Pharmaciens d'hôpitaux recherchés
Chaque année, une soixantaine d’étudiants obtiennent un diplôme en pharmacie d’hôpital. Or, selon l’Association des pharmaciens des établissements de santé du Québec (APES), il faudrait en former près de deux fois plus pour répondre à la demande. «Notre province souffre d’une importante pénurie de pharmaciens d’hôpitaux depuis plusieurs années. De 16 % en 2006, elle est maintenant passée à 20 %», affirme Charles Fortier, président de l’APES. Toutes proportions gardées, cette pénurie serait donc de quatre à cinq fois plus élevée que celle qui touche le personnel infirmier.
Selon M. Fortier, cette situation s’explique simplement. «Il faut une maîtrise pour pratiquer en milieu hospitalier. Pourtant, les pharmaciens d’hôpitaux sont payés 30 % moins cher que ceux qui travaillent dans les pharmacies privées», expose-t-il. Autrement dit, les étudiants restent plus longtemps sur les bancs de l’école, mais gagnent un salaire moins intéressant.
Marc Perreault, directeur du programme de maîtrise en pratique pharmaceutique de l’Université de Montréal, reconnaît que ce déséquilibre décourage plusieurs étudiants qui voudraient s’inscrire à la maîtrise. Ces dernières années, l’UdeM et l’Université Laval n’ont jamais été en mesure de combler les 70 places dont elles disposent ensemble dans ce programme.
Si ce n’est pas pour le salaire, qu’est-ce qui pousse les pharmaciens à vouloir travailler dans un hôpital? «Il s’agit d’une pratique très diversifiée avec des cas complexes. On ne s’ennuie pas dans ce milieu», soutient M. Perreault.
Faire la différence
Geneviève Langlois travaille au Centre hospitalier universitaire de Sherbrooke depuis près d’un an en tant que pharmacienne. Métro s’est entretenu avec elle.
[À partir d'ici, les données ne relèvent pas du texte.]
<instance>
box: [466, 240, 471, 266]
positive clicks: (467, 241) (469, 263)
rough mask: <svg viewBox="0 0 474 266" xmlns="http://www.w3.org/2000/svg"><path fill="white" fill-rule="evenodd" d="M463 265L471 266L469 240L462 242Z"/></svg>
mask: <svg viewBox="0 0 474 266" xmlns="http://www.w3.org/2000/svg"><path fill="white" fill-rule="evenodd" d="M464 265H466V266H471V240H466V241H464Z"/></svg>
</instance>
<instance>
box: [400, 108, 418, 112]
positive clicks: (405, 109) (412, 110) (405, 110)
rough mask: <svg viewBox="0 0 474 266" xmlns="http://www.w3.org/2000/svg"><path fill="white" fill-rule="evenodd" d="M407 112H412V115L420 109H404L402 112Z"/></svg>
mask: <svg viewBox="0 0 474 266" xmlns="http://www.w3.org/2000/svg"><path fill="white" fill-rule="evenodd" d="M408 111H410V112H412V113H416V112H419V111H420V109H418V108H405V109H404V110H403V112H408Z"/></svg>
Pourquoi avez-vous choisi la pharmacie hospitalière?
Pour la diversité de la pratique. J’avais aussi envie de faire partie d’une équipe et de m’impliquer au sein de plusieurs comités.
Que pensez-vous de l’écart salarial entre les milieux hospitalier et communautaire?
Tout est relatif : je gagne quand même bien ma vie, je mange à ma faim et j’ai un toit au-dessus de la tête. Quand j’entends dire que certains pharmaciens d’hôpitaux sont obligés de travailler à temps partiel dans une pharmacie privée pour arrondir leurs fins de mois, je trouve ça complètement exagéré! Ceci dit, pour enrayer la pénurie de pharmaciens d’hôpitaux, il faut absolument réduire cet écart salarial.
Prévoyez-vous travailler encore longtemps en milieu hospitalier?
Oui, parce j’ai vraiment le sentiment de faire une différence dans la vie des patients. J’aimerais aussi un jour me spécialiser dans un domaine comme l’oncologie, chose impossible à faire en pharmacie communautaire.